On 14 February 2017, Jund al-Aqsa executed more than 170 prisoners of war, including both HTS fighters, FSA fighters, and civilians. Kafr Nuboudah and Kafr Zita villages were the origin of the Jaysh Nasr members whom Liwa al-Aqsa executed, according to Moussa al-Omar. The casualties given for Jaysh Nasr were 56 fighters, three media reporters, and 11 military chiefs, according to al-Omar. After Jund al-Aqsa committed the slaughter at Khan Shaykhun, only one person lived to tell the tale.
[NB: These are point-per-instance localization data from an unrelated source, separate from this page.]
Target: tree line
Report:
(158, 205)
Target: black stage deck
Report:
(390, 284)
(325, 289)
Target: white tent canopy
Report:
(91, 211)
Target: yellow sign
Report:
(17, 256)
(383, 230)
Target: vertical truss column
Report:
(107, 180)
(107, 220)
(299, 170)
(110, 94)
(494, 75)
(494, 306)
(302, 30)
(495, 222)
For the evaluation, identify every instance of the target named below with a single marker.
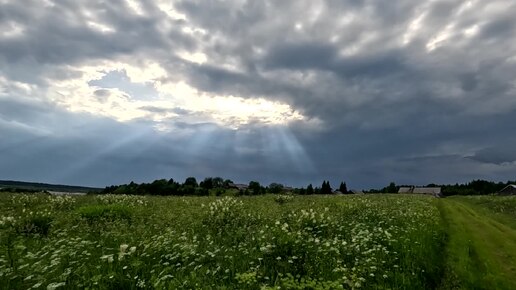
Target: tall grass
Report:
(315, 242)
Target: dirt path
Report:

On the next day, HTS captured the village of Heish from Jund al-Aqsa, and then besieged the retreating Jund al-Aqsa forces in Khan Shaykhun and Murak.

On 19 February 2017, it was reported that 600 Jund al-Aqsa militants would be transported to the Ar-Raqqah Governorate to join ISIL, while the remaining Jund al-Aqsa forces would surrender their heavy weapons and join the Turkistan Islamic Party within 72 hours. It was also reported that over 250 Free Syrian Army and Tahrir al-Sham fighters had been killed in clashes by Jund al-Aqsa. On the afternoon of 19 February, a convoy of Jund al-Aqsa members and their relatives tried to cross from the Idlib Province into the Raqqa Governorate across a Syrian government supply route to Aleppo, stretching from Ithriyah to Salamiyah, in order to escape the rebel infighting in the restive Idlib Governorate. However, they were ambushed by the National Defence Forces, resulting in several deaths, with the rest of the militants surrendering themselves.

On 22 February, the last of Liwa al-Asqa's 2,100 militants left their final positions in Khan Shaykhun, with unconfirmed reports in pro-government media that they were to join ISIL in the Ar-Raqqah Province after a negotiated withdrawal deal with Tahrir al-Sham and the Turkistan Islamic Party. Afterward, Tahrir al-Sham declared terminating Liwa al-Aqsa, and promised to watch for any remaining cells. On 23 February, the relatives of FSA prisoners executed by Liwa al-Aqsa accused the group of treating them worse than the Syrian regime ever did.

On 9 July 2017, Tahrir al-Sham, utilizing over 1,000 fighters, performed raids in the Idlib Governorate against alleged ISIL and Jund al-Aqsa sleeper cells, arresting over 100 fighters.

==Casualties==
Between 3 January and 28 June 2014, 5,641–6,991 people had been killed in the rebel v ISIL fighting, according to the Syrian Observatory for Human Rights. By 25 February 2014, ISIL had conducted 34 suicide attacks. On 26 August 2014, the Syrian Network for Human rights reported that since the declaration of the Islamic State on 9 April, 2,691 anti-ISIL rebels and 782 civilians had been killed.

Between 28 June 2014 and 29 February 2016, Islamic State militants executed a total of 4,225 people: 2,262 civilians, 1,159 government soldiers, 464 Islamic State deserters, 322 rebel and Kurdish fighters, 7 alleged government spies (including a child), 5 Iraqi citizens, 3 military deserters and one former ISIL member.